The Philippine hemophilia community held a one-day exhibit at the Glorietta Mall-Palm Drive Activity Center in Makati City last Sunday, where experts talked about hemophilia, mental health and chronic disorders.
The event was co-organized by HAP and the Philippine Children’s Medical Center. At least 2,000 people were estimated to have participated in the event which included a medical and dental mission by Go Share, another non-profit organization.
Dr. Eric Tayag, who represented Health Secretary Francisco Duque III, said in his speech that the Department of Health would be creating a technical working group to develop a national policy to address blood disorders such as hemophilia, thalassemia and aplastic anemia.
“Currently, there is no national integrated policy on the prevention, control and management of hemophilia and other bleeding disorders. The absence of such national policy prevents a comprehensive whole of sector and health systems approach to address the various concerns of health professional organizations, patient organizations and civil society groups, clamoring for improved access to standard medical care and services including screening, diagnostic tests and adequate treatment,” Tayag said.
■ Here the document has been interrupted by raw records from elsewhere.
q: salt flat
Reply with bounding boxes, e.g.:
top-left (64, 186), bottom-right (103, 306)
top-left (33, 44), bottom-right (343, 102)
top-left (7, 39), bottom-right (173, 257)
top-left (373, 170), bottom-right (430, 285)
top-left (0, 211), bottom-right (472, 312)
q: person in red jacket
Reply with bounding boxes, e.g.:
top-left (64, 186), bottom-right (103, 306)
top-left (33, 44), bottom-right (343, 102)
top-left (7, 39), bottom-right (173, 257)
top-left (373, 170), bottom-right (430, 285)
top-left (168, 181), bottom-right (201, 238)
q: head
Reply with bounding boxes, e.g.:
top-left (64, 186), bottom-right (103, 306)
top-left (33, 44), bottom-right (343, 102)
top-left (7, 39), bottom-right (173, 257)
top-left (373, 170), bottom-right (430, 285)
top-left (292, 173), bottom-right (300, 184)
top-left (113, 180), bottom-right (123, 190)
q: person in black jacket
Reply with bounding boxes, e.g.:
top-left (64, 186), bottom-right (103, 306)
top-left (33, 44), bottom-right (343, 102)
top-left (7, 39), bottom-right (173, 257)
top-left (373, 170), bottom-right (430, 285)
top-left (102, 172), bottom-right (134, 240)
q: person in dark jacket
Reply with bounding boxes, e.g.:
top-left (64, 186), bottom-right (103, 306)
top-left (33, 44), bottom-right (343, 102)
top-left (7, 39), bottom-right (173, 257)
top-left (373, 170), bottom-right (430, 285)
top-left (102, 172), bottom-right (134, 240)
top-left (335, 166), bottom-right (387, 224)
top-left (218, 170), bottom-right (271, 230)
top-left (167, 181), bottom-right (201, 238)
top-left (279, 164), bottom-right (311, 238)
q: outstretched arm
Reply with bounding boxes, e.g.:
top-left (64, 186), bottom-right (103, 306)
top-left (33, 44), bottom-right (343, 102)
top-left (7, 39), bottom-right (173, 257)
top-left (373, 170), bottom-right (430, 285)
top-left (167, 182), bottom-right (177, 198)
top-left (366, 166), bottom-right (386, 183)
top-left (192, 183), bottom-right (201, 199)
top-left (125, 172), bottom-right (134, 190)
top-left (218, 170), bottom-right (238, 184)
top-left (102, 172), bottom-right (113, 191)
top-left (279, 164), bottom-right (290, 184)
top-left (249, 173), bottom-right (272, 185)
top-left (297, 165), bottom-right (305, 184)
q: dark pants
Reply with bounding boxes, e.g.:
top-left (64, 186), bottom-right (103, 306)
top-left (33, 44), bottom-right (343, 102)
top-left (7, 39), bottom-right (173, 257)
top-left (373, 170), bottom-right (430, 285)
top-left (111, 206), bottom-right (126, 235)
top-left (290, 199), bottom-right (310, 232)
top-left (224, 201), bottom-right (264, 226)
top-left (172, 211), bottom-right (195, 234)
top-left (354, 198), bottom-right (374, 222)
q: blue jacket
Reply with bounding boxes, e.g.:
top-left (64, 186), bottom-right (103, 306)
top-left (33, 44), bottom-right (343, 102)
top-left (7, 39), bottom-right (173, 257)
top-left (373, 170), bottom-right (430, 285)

Meanwhile, Sen. Joel Villanueva, author of Senate Bill 1335 assured the hemophilia community that he would continue pushing for the passage of the measure. If passed into law, it will mandate the creation of Hemophilia Treatment Centers (HTCs) all over the Philippines and provide free treatment for persons with hemophilia and bleeding disorders.
Senate Bill 1335 is co-authored by Sen. Nancy Binay. Sen. JV Ejercito also sponsored a similar measure under Senate Bill 1389. Two counterpart bills, House Bill 5355 and House Bill 6986, have also been filed in the House of Representatives authored by Rep. Alfred Vargas and Rep. Bernadette Herrera-Dy, respectively.